Oil prices rose modestly in Asian trading on Thursday, supported by renewed attacks on Russian energy assets and stalled diplomatic efforts to end the war in Ukraine, even as weak U.S. demand data capped gains.

By 22:53 ET (03:53 GMT), February Brent futures were up 0.4% at $62.89 a barrel, while WTI crude futures gained 0.5% to $59.23 a barrel.

Strikes on Russian assets, stalled peace talks underpin prices

A Reuters report on Wednesday, citing sources, said Ukrainian forces had hit the Druzhba pipeline in Russia’s Tambov region, reigniting worries about potential disruptions to Russian crude exports.

At the same time, high-level peace talks between U.S. and Russian officials wrapped up on Tuesday without any breakthrough, dashing hopes that sanctions on Russian oil might soon be eased and keeping a geopolitical risk premium embedded in prices.

U.S. inventories signal soft demand

The bullish impact of geopolitical tensions was tempered by data from the U.S. Energy Information Administration (EIA), which pointed to softer demand in the world’s largest oil consumer.

For the week ended November 28, U.S. crude inventories rose by 574,000 barrels, confounding expectations for a 1.9 million-barrel draw.
Stocks of refined products also jumped:

  • Gasoline inventories increased by 4.52 million barrels
  • Distillate inventories climbed by 2.1 million barrels

The simultaneous build in crude, gasoline, and distillates underscored lingering demand weakness, offsetting much of the upside from geopolitics.

Fed cut bets lend additional support

Oil prices also found some support from growing expectations that the Federal Reserve will cut interest rates at next week’s policy meeting. Markets are now pricing in roughly a 90% chance of a 25-basis-point reduction.

Lower rates typically weaken the U.S. dollar and can spur economic activity, both of which are supportive for global fuel demand.
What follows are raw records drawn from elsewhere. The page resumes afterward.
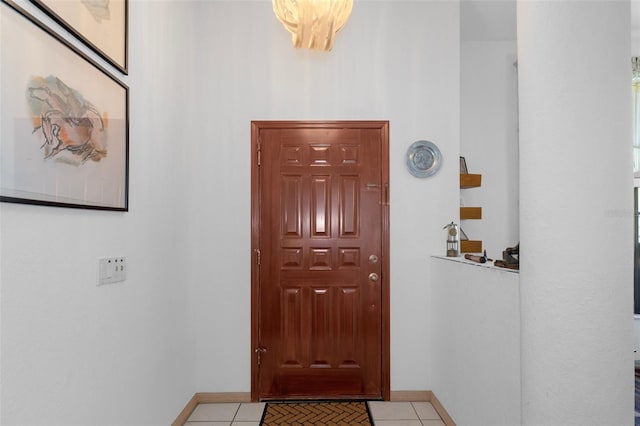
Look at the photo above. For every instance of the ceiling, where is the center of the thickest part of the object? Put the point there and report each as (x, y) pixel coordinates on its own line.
(495, 20)
(488, 20)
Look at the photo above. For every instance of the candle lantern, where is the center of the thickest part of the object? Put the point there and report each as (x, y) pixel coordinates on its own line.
(453, 239)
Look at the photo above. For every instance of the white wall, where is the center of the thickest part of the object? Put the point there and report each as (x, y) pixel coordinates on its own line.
(475, 354)
(576, 201)
(77, 354)
(134, 353)
(395, 61)
(489, 140)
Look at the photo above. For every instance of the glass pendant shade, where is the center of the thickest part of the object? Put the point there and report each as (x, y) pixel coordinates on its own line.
(313, 24)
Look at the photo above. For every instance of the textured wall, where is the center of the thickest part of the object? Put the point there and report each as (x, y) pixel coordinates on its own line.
(575, 213)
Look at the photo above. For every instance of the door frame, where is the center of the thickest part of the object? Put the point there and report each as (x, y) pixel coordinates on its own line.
(256, 127)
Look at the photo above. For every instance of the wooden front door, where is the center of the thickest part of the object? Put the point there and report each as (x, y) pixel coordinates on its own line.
(320, 297)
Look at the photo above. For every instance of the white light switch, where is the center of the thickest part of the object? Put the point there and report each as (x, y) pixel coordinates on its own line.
(112, 270)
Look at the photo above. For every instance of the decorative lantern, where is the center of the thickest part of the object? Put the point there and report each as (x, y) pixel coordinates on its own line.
(453, 240)
(313, 24)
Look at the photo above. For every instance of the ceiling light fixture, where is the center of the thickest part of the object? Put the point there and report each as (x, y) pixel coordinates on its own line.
(313, 24)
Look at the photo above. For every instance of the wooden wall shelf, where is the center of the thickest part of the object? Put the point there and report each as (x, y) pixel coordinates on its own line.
(470, 213)
(470, 246)
(470, 180)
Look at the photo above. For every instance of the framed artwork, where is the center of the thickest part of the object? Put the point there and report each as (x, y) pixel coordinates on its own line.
(64, 121)
(100, 24)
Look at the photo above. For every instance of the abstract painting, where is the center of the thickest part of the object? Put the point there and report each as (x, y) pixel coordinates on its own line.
(100, 24)
(64, 138)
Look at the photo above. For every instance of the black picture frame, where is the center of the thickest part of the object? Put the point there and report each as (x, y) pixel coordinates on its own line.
(104, 28)
(64, 122)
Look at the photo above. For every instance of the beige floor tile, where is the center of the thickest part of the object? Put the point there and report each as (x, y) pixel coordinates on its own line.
(249, 412)
(207, 424)
(214, 412)
(433, 423)
(426, 411)
(382, 410)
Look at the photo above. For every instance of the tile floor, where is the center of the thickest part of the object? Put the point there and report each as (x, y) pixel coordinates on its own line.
(249, 414)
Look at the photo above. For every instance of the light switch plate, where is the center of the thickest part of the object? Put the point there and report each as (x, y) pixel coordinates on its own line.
(112, 270)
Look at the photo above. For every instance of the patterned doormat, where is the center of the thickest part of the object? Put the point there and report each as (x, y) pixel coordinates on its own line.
(316, 413)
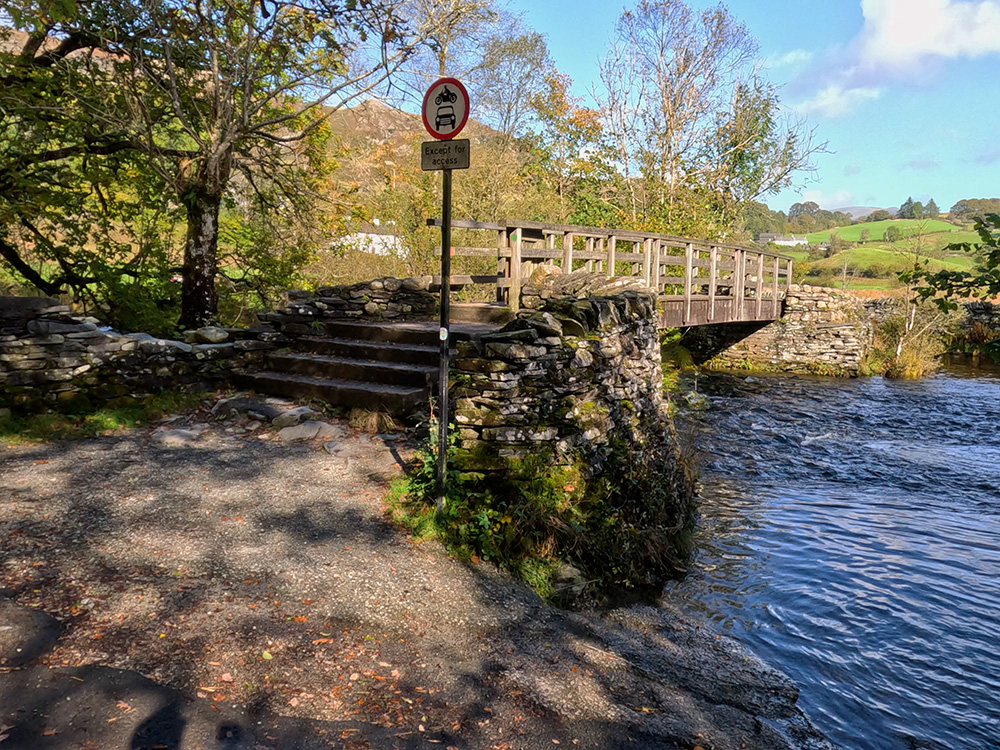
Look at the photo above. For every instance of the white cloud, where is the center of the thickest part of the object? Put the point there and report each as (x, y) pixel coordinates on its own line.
(902, 33)
(837, 199)
(836, 100)
(898, 38)
(789, 59)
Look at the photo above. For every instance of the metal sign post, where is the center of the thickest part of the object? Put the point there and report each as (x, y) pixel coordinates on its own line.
(445, 112)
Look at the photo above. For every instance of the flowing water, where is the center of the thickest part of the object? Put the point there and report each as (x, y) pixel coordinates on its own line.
(850, 535)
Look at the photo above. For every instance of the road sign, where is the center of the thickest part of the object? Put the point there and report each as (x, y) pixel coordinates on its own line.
(436, 155)
(446, 108)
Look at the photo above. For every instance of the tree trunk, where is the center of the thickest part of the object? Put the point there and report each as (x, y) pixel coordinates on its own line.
(199, 301)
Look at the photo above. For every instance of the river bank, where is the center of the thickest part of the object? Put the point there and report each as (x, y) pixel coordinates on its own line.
(850, 535)
(210, 588)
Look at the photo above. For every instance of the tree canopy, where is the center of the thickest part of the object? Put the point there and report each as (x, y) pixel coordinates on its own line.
(946, 287)
(191, 139)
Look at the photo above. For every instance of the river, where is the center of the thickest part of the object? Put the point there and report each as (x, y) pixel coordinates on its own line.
(850, 535)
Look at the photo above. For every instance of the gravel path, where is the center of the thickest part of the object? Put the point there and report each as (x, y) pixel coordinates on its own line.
(212, 589)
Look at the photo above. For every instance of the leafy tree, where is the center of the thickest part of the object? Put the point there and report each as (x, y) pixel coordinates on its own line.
(809, 208)
(752, 153)
(968, 209)
(568, 132)
(693, 134)
(224, 101)
(906, 210)
(945, 287)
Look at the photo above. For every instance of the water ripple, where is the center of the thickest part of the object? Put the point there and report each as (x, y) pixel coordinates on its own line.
(850, 534)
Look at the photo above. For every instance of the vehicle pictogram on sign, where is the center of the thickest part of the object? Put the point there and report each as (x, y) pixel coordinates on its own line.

Easing expectations stayed firm after ADP data showed U.S. private payrolls shrank by 32,000 in November, a surprise decline following a revised gain the previous month and well below forecasts for an increase.

Separately, the ISM services index rose to 52.6 in November, its strongest reading in nine months, while underlying price components eased, hinting at a more benign inflation backdrop and reinforcing the case for Fed easing.